Fed chairman signals lower interest rates if necessary

WASHINGTON (AP) _Federal Reserve Chairman Alan Greenspan, expressing concerns about potential threats to the slowing U.S. economy, sent a strong signal Tuesday that the central bank stands ready to cut

Tuesday, December 5th 2000, 12:00 am

By: News On 6


WASHINGTON (AP) _Federal Reserve Chairman Alan Greenspan, expressing concerns about potential threats to the slowing U.S. economy, sent a strong signal Tuesday that the central bank stands ready to cut interest rates if necessary to ward off a recession.

Greenspan's comments triggered a huge rally on Wall Street as investors took comfort that the central bank was growing concerned about the threats to the overall economy from a sharp sell-off in stock prices.

The Dow Jones industrial average, which had been up about 180 points before Greenspan started speaking, shot higher and was up more than 300 points at midday.

Greenspan's concerns about the slowing economy followed remarks in recent days by George W. Bush and his running mate, Dick Cheney, that recent signs of economic weakness pointed up the need for the Republicans' $1.3 trillion tax cut.

In his speech on economic dangers, Greenspan specifically mentioned the sharp plunge in stock prices and the possibility this could cause a cutback in consumer and business spending. He also said rising tensions in the Middle East could cause oil prices to surge unexpectedly.

Greenspan's remarks, delivered to a banking conference in New York, were the firmest signal yet that the central bank is switching its chief concern from fighting inflation by raising interest rates to worrying that its credit tightening has gone too far and could prompt an outright recession.

``In periods of transition from unsustainable to more modest rates of growth, an economy is obviously at increased risk of untoward events that would be readily absorbed in a period of boom,'' Greenspan said.

The Fed has raised interest rates six times, beginning in June 1999, in an effort to slow the booming economy to a more sustainable pace in order to keep inflation in check.

Responding to those rate increases, economic growth slowed abruptly to an annual rate of just 2.4 percent in the summer, less than half the sizzling 5.6 percent pace of the spring.

That slowdown dampened corporate profits and contributed to a sharp sell-off in the stock market this fall, particularly for high-flying technology companies.

Recently, more economists have begun expressing fears that the central bank has overdone the credit tightening and could be running a danger of ending the current record-long economic expansion, now in its 10th year.

Many analysts believe the Fed, at its next meeting Dec. 19, will recognize those concerns by moving its policy statement from one leaning toward further rate cuts to a neutral stance, indicating it is as likely in coming meetings to cut rates as to raise them.

Economists believe that the Fed will not actually cut rates at the December meeting and may remain on hold for some months to come unless the economy threatens to stall out.

Greenspan's remarks on Tuesday to the America's Community Bankers Conference signaled that he has apparently signed on to moving the policy statement to a neutral stance.

Talking about the impact that the fall in stock prices could have on the real economy, Greenspan said it was essential to remain alert to the possibility that falling stock prices ``could signal or precipitate an excessive softening in household and business spending.''

Greenspan's remarks indicated he believes the economy has shifted into a lower gear and the third quarter was not just a temporary pause likely to be followed by a rebound that would bring back inflation concerns.

At one point, he talked about ``the economy's transition to a more sustainable balance in the growth of demand and supply.''

One of the primary reasons the Fed has given for its six rate increases was concern that the demand for workers was outstripping the supply because of an unemployment rate that has fallen to a three-decade low of 3.9 percent.

While labor markets remain tight, Greenspan said the rise in new claims for unemployment benefits in recent weeks ``may be an early harbinger of an easing'' of hot labor market.

Despite his concerns, Greenspan stressed that the current situation is not like the turbulence of 1998 when a burgeoning Asian crisis and Russian default on its bonds plunged U.S. and global financial markets into a tailspin.
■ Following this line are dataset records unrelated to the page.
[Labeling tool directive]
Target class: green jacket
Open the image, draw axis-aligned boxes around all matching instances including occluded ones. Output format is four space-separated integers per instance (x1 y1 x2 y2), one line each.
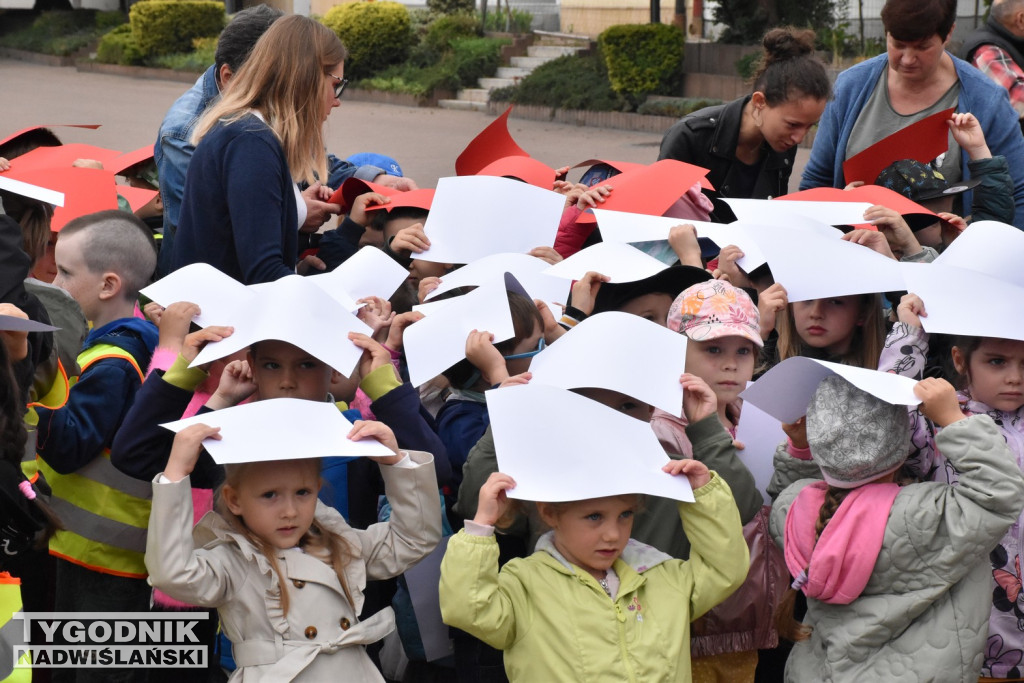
440 474 750 683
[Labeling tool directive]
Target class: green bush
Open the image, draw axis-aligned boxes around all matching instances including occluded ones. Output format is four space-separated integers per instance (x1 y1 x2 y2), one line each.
96 24 145 66
324 0 414 79
597 24 685 101
499 53 630 112
423 13 480 52
129 0 225 56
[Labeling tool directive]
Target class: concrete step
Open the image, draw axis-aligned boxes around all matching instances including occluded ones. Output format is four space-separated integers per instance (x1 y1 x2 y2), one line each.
510 57 551 71
526 45 583 59
477 78 518 92
457 88 490 104
496 67 529 79
437 99 487 112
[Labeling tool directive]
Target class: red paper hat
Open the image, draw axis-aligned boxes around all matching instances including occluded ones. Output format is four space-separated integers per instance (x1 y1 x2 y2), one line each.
0 123 99 149
455 106 532 176
103 144 154 175
577 159 708 223
474 157 555 189
843 108 953 187
116 185 160 212
5 166 118 232
10 142 121 171
367 188 436 212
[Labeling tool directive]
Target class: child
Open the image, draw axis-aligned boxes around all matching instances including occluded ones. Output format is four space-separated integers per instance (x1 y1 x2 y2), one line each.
31 210 157 680
146 421 440 682
440 378 748 682
880 294 1024 679
771 376 1024 683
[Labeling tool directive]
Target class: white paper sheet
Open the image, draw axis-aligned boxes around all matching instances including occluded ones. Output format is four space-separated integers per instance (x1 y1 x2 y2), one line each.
902 260 1024 340
736 382 786 505
724 199 871 225
529 311 686 415
161 398 393 465
543 242 669 283
0 173 63 207
934 220 1024 287
486 384 693 503
139 263 254 328
413 175 565 263
739 355 921 423
191 275 373 377
309 246 409 310
402 285 515 386
749 224 903 302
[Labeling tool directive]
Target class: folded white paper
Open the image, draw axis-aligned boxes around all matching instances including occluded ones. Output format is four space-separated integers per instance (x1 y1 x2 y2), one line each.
543 242 669 283
529 311 686 415
413 175 565 263
402 284 515 386
739 356 921 423
191 275 373 377
486 384 693 502
749 224 903 302
161 398 394 465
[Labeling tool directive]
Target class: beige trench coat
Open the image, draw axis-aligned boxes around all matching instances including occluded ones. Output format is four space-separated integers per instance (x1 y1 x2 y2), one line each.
145 452 441 683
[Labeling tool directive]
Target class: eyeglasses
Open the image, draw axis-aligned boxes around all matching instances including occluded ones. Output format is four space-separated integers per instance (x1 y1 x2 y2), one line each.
502 337 547 360
328 74 348 99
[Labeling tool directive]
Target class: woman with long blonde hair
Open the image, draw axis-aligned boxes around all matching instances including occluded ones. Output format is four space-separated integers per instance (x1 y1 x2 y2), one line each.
171 15 347 285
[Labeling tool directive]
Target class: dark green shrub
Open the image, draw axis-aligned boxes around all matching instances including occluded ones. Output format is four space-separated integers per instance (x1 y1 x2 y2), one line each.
501 53 630 112
324 1 414 79
423 14 480 52
129 0 225 56
96 24 145 66
597 24 685 101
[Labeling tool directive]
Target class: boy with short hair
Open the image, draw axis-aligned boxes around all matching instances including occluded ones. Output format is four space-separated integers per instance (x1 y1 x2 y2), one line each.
37 210 158 681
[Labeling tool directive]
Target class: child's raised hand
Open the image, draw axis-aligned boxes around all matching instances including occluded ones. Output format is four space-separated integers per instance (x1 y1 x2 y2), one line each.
164 424 220 481
348 420 403 465
782 415 810 450
758 283 790 339
179 325 234 370
662 458 711 490
391 223 430 257
946 112 992 161
384 310 423 351
473 472 515 526
913 377 967 427
712 245 754 287
466 330 509 386
679 373 718 425
896 292 928 329
669 223 703 268
526 247 562 265
348 193 391 227
206 360 257 411
355 297 396 342
157 301 200 351
569 270 611 315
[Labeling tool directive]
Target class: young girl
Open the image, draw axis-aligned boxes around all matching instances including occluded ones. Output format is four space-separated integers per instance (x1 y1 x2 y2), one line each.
880 294 1024 679
771 376 1024 683
145 421 440 682
440 378 748 682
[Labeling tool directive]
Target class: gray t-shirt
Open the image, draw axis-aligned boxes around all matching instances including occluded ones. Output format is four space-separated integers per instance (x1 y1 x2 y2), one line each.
846 69 961 183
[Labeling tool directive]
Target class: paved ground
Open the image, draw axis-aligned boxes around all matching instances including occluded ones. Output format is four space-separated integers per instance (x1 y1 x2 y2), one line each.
0 59 807 188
At that time, the Fed responded with three rapid rate cuts to restore calm.

He said the decline in stock prices meant they had ``given back some of their extraordinary gains posted in recent years'' as investors adjusted to lower earnings expectations. Since 1996, Greenspan has been expressing worries that ``irrational exuberance'' might be pushing stock prices beyond what could be justified.

On oil, Greenspan said so far the sharp rise in prices has provided ``little evidence of the type of destabilizing inflationary pressures'' that occurred in the oil price shocks of the 1970s and 1980s.

But he cautioned that ``Middle East tensions have heightened such risks.'' The central bank will have to be on guard against repeating mistakes of the 1970s, when it provided too much money to cushion the shock of the oil increases and ended up fueling a decade-long bout with inflation, Greenspan said.